Вскоре умер Люй Гуан, и ему наследовал Люй Шао, его сын. Однако по прошествии нескольких дней он был низвергнут с престола и убит Люй Цзюанем — побочным сыном Люй Гуана. Люй Цзюань учредил девиз правления Сянь-нин.

На втором году под девизом правления Сянь-нин (400 г.) чья-то свинья принесла поросенка о трех головах, а из колодца, что в восточном предместье, вылетел дракон. Он опустился у императорского дворца и лежал там, извиваясь. На следующее утро он исчез. Правитель посчитал это хорошим предзнаменованием и назвал тот дворец Дворцом парящего дракона. Вскоре после этого через ворота Девяти дворцов вслед за солнцем 13 поднялся ввысь черный дракон, и Люй Цзюань дал новое название тем воротам — “Ворота драконовой благости”. Кумараджива сказал следующее: “Эти таинственные драконы, вышедшие погулять, и бесовская свинья показались неспроста. Иногда зловещие драконы появляются и исчезают, а тот, кому доведется их видеть, не избежит страшной беды. Наверное, есть подлые люди, которые замышляют сменить государя. Нужно тебе умножать добродетели, чтобы соответствовать небесным установлениям”. Люй Цзюань не внял его словам. Как-то раз Люй Цзюань и Кумараджива развлекались игрой в шахматы. Люй Цзюань выиграл фигуру и воскликнул: “Вот я и обезглавил раба (хуну)!” “Как же это возможно? — возразил Кумараджива, — ведь раб сам отрубит кое-кому голову”. В этих словах содержался намек, но правитель так ничего и не понял. У Люй Гуана был младший брат Люй Бао. У того был сын Люй Чао, которого от рождения звали Ху-ну. И вышло так, что он-то и обезглавил Люй Цэюаня, а затем сделал правителем своего старшего брата Люй Луна. Только тогда всем стало ясно, что скрывалось за словами Кумарадживы.

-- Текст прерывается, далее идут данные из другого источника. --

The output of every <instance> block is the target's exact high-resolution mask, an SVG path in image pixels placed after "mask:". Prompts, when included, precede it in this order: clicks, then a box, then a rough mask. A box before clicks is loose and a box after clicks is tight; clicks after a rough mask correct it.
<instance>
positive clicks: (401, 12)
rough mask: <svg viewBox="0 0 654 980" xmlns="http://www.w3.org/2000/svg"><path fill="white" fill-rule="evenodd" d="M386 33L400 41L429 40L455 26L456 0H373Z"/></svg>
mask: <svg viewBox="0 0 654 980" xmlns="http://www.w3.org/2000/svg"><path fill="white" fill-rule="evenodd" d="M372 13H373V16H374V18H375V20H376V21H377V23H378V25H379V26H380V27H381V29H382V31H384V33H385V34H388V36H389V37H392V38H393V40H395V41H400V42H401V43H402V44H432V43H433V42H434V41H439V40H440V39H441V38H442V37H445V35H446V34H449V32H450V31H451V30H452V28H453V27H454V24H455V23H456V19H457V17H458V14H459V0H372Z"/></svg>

За долгие годы, что Кумараджива провел в Лянчжоу, ни Люй Гуан, ни его сыновья не приобщились к Учению. И как ни углублялись познания Кумарадживы, применения он им не находил. Фу Цзянь умер, и их встреча не состоялась. Яо Чан, узурпировавший власть в Гуаньчжуне, также был осведомлен о достоинствах и славе Кумарадживы и, преисполненный почтения, приглашал к себе. Правители из рода Люй вершили государственные дела, опираясь на мудрые наставления Кумарадживы. Они опасались, что [140] и Яо Чан в тайных планах против них будет руководствоваться советами Кумарадживы, и потому не пускали его на восток.

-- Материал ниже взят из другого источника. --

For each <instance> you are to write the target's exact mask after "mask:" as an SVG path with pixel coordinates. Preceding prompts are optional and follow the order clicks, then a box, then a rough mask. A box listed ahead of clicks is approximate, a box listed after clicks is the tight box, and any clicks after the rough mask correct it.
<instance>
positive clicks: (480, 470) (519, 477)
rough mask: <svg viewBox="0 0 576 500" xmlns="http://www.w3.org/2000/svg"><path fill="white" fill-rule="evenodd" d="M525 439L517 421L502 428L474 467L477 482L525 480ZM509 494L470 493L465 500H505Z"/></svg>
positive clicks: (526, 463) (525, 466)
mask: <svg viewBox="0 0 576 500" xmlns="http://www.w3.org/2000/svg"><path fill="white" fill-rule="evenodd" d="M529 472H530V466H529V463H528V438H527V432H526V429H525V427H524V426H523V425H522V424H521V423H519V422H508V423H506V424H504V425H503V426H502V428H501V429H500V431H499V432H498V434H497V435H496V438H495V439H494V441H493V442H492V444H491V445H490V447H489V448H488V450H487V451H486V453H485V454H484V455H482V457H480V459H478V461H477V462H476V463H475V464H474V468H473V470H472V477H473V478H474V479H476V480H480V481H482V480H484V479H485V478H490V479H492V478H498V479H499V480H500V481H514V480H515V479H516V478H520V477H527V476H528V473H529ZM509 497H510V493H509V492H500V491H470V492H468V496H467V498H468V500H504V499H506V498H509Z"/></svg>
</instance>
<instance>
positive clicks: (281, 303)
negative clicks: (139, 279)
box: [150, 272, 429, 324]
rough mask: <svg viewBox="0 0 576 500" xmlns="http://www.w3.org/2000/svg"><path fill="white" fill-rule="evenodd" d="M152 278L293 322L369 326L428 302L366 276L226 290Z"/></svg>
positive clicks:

Яо Чан умер, и власть перешла к его сыну Яо Сину. И Яо Син не раз приглашал Кумарадживу. В третью луну третьего года правления под девизом Хун-ши (401 г.) деревья, что росли в саду при императорском дворце, переплелись кронами, а в парке Сяояоюань лук превратился в лаванду. Рассудили, что произойдет важное событие: в Гуаньчжун прибудет мудрец.

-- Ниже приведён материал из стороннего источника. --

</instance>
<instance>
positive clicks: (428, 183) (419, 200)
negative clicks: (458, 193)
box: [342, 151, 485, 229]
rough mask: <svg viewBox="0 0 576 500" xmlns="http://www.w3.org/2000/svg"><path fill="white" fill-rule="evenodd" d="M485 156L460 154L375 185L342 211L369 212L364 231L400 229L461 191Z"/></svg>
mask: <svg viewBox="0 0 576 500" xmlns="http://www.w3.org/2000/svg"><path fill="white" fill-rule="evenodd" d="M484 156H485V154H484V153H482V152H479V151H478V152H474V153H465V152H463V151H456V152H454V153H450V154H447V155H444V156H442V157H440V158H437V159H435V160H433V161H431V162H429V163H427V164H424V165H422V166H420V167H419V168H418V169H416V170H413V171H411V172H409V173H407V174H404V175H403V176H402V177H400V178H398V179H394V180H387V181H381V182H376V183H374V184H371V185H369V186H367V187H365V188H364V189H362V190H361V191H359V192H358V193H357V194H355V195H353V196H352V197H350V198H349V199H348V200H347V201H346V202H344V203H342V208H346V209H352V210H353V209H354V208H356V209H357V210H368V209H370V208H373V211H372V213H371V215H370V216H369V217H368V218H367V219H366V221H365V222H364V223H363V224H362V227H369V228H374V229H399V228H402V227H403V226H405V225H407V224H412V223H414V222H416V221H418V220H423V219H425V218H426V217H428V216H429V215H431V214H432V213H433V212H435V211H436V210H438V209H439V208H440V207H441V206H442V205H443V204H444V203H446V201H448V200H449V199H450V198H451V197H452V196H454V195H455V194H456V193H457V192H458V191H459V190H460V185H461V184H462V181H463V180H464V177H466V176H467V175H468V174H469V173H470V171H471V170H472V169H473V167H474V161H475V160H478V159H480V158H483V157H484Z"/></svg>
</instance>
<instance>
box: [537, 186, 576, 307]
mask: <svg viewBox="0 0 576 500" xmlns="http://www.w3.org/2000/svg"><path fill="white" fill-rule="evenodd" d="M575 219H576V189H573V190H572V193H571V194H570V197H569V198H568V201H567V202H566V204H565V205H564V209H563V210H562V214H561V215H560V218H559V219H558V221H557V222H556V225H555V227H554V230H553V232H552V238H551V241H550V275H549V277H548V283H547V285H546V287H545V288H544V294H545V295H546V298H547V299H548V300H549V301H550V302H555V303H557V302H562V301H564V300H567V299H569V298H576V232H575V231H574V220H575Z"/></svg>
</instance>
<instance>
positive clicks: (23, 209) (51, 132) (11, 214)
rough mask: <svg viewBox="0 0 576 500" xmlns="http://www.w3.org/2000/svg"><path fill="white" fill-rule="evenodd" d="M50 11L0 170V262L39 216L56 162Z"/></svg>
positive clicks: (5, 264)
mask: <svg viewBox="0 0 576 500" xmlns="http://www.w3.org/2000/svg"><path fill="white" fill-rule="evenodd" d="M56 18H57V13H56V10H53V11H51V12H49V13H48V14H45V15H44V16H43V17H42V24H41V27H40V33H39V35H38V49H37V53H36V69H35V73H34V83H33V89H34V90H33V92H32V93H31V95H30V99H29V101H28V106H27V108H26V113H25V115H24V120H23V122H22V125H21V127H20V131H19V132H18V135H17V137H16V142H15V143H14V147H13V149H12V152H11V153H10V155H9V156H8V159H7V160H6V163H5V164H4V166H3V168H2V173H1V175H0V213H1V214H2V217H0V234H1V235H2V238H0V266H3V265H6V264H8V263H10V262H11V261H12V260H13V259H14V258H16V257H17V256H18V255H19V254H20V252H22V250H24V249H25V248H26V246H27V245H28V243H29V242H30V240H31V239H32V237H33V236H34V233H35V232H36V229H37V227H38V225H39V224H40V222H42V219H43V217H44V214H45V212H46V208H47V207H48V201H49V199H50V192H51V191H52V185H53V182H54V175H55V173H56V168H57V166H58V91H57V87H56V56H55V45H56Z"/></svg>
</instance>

В пятую луну Яо Син послал округа Лунси 14 гуна Ши Дэ в поход на запад усмирять Люй Луна. Армия Люй Луна была наголову разбита, и в девятую луну он известил императора, что смиряется перед его мощью. Только после этого стала возможна встреча Яо Сина и Кумарадживы в Гуаньчжуне. В двадцатый день в двенадцатую луну Кумараджива прибыл в Чанъань. Император встретил его ритуалом духовного наставника государства, оказал высокие почести и провел остаток дня в беседе с ним. Так в неустанном постижении таинств Учения они провели и все последующие годы.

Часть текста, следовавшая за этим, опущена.